Britain is the most popular destination for Americans studying and working abroad. With that in mind, two young Americans — Ariel Schwartz, a senior at Barnard College, and Micah Twaddle, a recent college graduate — lend advice to their compatriots who may be considering a stint in London upon graduation.
The market, bars and restaurants at Camden Lock, north London, are popular with tourists and locals alike.
The market, bars and restaurants at Camden Lock, north London, are popular with tourists and locals alike.Isha Tohill / Special to
/ Source: Special to

As the Class of 2008 enters its final year of college, many students are beginning to think, what next? Job? Internship? Graduate school? Or how about travel?

Each year, herds of young Americans — recent graduates or students seeking an international experience — head abroad in search of work, fun — and life.

Two young Americans — Ariel Schwartz, a senior at Barnard College, and Micah Twaddle, a recent college graduate — lend advice to their compatriots who may be considering a stint in the British capital upon finishing school.

Those who seek out adventure in the United Kingdom won't be alone: Britain is the most popular destination for Americans studying and working abroad, with 15.6 percent of students abroad electing to travel to the United Kingdom, according to the 2006 Open Doors report on International Educational Exchange.

Getting there
Before making any travel plans, ensure that your passport and credit cards have not expired and will be valid for the duration of your trip.

Then, when booking a flight, explore all possible options; try several different Web sites (Ariel’s favorites are,, and Be flexible with your departure and return dates, and keep an eye on prices over time.

It is a good idea to have British pounds in your pocket for your arrival; they can be ordered from your local bank, or you can exchange currency at international airports.
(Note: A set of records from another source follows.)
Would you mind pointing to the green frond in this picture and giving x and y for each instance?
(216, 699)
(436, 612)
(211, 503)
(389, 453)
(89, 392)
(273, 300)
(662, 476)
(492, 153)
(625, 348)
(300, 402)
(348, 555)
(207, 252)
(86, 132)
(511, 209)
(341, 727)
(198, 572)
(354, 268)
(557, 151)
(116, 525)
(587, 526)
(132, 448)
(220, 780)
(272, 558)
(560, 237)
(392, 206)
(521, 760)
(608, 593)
Ariel’s tip: “Think ahead: if you take more time to plan, you are more likely to find a cheaper flight and be more knowledgeable and confident about what to do after you land.”

Micah’s tip: “Be patient when looking for flights – don’t just jump on the first deal you see!”

Finding a place to stay
Upon arrival, your first move is to decide what you’re looking for: Do you want to live with other Americans? In a hostel or a flat?

You may also find it necessary to research and visit different areas of the city in order to settle on a location that is best for you (keep in mind: with a population of over 7.5 million people, London is massive).

Take advantage of the numerous sources that advertise housing options. Try Loot magazine,, university housing (at places like Richmond University and Imperial College), and international student offices from your own university, as well as any contacts you may already have in London.

When visiting potential places, be cautious, and don’t ever send money to secure a room.

Note that you will likely have to share an apartment, or even a room, due to the high cost of living in London. Sharing a "flat" can be a great way to meet people from a variety of countries, backgrounds and interests.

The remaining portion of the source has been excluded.